Kitabın rafa yerleştiğinden emin olunca titreyen ellerim, dolan gözlerim ve çıldırmak üzere olan bedenimle arkamı döndüm. 

"Bir sorun mu var Alen?"

Cengiz denen o şerefsiz hala konuşabiliyordu. Ama ikisi de bir sorun olduğunu çok iyi anlamıştı.

"Sana sormak lazım Cengiz? Midesiz olduğunu düşünüyorum"

Sesim tiksinircesine çıkmıştı buna adım gibi emindim. Anlamışlardı. Hatırladığımı anlamışlardı.

"Alen konuşalım"

Kahkaha atmaya başladım. Hem de çok çok yüksek sesle.

"Ne konuşacağız?! Senin dümbüklüğünü mü?!"

İkisi bir gerilmişti.

"Sakin ol lütfen"

Artık gülmüyordum. Gözlerim doluluğundan görüntüm buğulu ve tamamen bulanıktı ama dimdik duruyordum.

"Sakin olmak lafı senin ağzına yakışmıyor Cengiz! Bence adam olmadığın üzerine konuşmalısın!"

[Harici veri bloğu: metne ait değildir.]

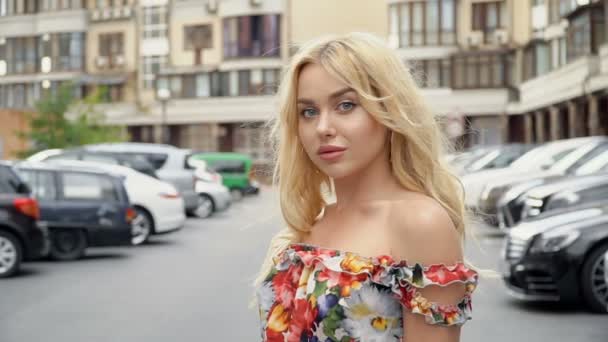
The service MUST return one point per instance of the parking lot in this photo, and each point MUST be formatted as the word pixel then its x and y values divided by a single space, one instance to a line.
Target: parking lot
pixel 193 285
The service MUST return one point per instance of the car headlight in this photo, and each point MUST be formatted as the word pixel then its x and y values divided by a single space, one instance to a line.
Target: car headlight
pixel 493 192
pixel 562 201
pixel 552 242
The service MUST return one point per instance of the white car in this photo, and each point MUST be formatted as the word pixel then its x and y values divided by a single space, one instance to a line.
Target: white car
pixel 214 195
pixel 533 161
pixel 159 205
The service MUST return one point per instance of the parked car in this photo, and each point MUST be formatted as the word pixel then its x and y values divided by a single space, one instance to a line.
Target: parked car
pixel 566 193
pixel 572 164
pixel 510 205
pixel 214 195
pixel 113 158
pixel 493 157
pixel 235 169
pixel 539 158
pixel 81 207
pixel 560 256
pixel 170 162
pixel 159 207
pixel 21 236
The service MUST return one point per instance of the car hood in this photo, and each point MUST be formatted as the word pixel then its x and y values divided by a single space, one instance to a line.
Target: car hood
pixel 566 183
pixel 573 218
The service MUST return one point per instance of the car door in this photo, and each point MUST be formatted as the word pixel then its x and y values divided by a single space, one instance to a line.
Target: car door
pixel 87 200
pixel 43 184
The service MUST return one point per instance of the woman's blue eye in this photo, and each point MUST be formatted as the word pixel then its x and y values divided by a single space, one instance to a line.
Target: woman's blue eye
pixel 346 106
pixel 307 112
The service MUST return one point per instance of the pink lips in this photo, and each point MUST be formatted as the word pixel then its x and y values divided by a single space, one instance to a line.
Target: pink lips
pixel 330 152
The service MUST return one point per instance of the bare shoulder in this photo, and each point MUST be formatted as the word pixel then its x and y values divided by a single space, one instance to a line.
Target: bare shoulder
pixel 423 231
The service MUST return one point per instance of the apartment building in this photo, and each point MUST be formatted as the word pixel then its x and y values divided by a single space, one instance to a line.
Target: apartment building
pixel 497 70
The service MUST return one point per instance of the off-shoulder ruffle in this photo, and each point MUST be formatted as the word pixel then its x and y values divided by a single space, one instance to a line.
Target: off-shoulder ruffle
pixel 403 280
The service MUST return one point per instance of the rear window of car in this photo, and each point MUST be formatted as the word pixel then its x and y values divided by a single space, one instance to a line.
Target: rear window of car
pixel 228 166
pixel 88 186
pixel 157 160
pixel 41 182
pixel 9 180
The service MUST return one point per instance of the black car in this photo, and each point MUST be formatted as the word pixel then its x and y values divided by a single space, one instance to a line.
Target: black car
pixel 21 237
pixel 107 157
pixel 82 207
pixel 560 257
pixel 510 206
pixel 565 193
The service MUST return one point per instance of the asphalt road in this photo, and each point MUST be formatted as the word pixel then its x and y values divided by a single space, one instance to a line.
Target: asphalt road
pixel 194 285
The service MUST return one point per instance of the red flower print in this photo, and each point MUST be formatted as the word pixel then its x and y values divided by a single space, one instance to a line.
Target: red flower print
pixel 302 320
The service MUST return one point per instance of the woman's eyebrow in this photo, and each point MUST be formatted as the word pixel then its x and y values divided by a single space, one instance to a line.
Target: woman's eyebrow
pixel 332 96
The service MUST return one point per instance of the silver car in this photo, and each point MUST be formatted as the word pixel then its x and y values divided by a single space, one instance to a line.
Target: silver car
pixel 171 165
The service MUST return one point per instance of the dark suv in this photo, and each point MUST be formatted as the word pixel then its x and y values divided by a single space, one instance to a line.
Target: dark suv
pixel 21 238
pixel 82 207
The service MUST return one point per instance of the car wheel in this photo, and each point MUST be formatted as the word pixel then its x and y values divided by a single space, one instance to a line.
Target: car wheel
pixel 10 254
pixel 205 207
pixel 236 194
pixel 142 227
pixel 67 244
pixel 595 280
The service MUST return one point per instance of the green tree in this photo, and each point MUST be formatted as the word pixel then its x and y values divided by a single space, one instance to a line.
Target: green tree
pixel 61 121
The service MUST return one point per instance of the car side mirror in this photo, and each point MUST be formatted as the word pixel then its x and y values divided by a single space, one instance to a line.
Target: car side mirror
pixel 23 188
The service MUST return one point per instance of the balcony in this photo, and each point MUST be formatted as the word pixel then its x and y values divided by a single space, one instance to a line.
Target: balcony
pixel 111 14
pixel 110 63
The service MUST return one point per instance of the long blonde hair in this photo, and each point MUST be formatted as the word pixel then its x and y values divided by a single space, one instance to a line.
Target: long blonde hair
pixel 388 91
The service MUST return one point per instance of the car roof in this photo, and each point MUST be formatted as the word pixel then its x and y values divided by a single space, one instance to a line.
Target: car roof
pixel 132 147
pixel 60 167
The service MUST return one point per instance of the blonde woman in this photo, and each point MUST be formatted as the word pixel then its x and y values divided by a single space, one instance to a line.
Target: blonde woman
pixel 384 260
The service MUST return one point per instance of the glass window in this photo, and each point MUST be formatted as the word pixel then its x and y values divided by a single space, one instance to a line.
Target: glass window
pixel 244 83
pixel 448 17
pixel 202 85
pixel 100 158
pixel 86 186
pixel 432 22
pixel 252 36
pixel 405 24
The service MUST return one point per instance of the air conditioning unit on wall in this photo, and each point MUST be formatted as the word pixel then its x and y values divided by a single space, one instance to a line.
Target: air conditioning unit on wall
pixel 101 62
pixel 500 37
pixel 474 38
pixel 212 6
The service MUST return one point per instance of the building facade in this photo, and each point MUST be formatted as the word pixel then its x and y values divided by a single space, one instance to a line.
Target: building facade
pixel 497 70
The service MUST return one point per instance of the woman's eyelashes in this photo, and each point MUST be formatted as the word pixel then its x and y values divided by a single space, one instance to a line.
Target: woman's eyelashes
pixel 342 107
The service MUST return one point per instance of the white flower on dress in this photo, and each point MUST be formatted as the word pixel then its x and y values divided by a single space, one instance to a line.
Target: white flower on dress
pixel 372 315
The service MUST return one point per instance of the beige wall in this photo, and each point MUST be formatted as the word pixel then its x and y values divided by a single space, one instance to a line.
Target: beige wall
pixel 314 18
pixel 12 122
pixel 183 57
pixel 130 43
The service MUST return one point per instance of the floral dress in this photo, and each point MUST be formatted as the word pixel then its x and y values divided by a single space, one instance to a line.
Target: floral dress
pixel 320 294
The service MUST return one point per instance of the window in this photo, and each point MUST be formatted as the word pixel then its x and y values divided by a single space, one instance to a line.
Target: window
pixel 586 32
pixel 489 16
pixel 429 22
pixel 152 66
pixel 252 36
pixel 85 186
pixel 197 38
pixel 42 184
pixel 155 22
pixel 484 70
pixel 435 73
pixel 111 44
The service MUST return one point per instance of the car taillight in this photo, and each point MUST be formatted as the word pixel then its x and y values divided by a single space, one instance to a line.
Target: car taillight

Daha fazla dayanamayıp ayağa kalktılar. Hayır. Bir daha beni susturmalarına olanak vermeyecektim.

"Alen otur annemler duyacak!"

Bunu söyleyen endişeli gözlerle bakan abim olarak adlandırılan gereksiz varlığa baktım.

"Sen hiç konuşma! O ne kadar pislikse sen de o kadar pisliksin! Neden sakladın ha?! Neden susturdun beni!!"

"Öyle olması gerekiyordu"

Ağlıyordum ama gene kahkaha atmaya başladım.

"Açıklama bu mu?!"

Yüksek bir kahkaha.

"Öyle olması gerekiyordu öyle mi?!"

Bir kahkaha daha.

"Bu açıklama olamaazzz!!"

Çığlıktan da öte bir ses çıkarmıştım. Cengiz kulağını kapatma gereği bile duymuştu. Ona şu an o kadar sinirliydim ki bağıra bağıra kulağından kan getirebilirdim.

Bağırmam tamamen duyulmuş olmalıydı. Çünkü salondaki hareketleri duyabiliyordum. Sesim titriyordu, ağlıyordum,burnum akıyordu,tüm bedenim zangır zangır titriyordu ama güçsüzlük ya da korkunun titremesi değildi bu. Aksine çok çok güçlü hissediyordum. Her an patlayacak olan bir bomba gibi. Güçlerimin ani çıkışını kontrol etmek için olan bir titremeydi bu. Tehlikeli bir titreme.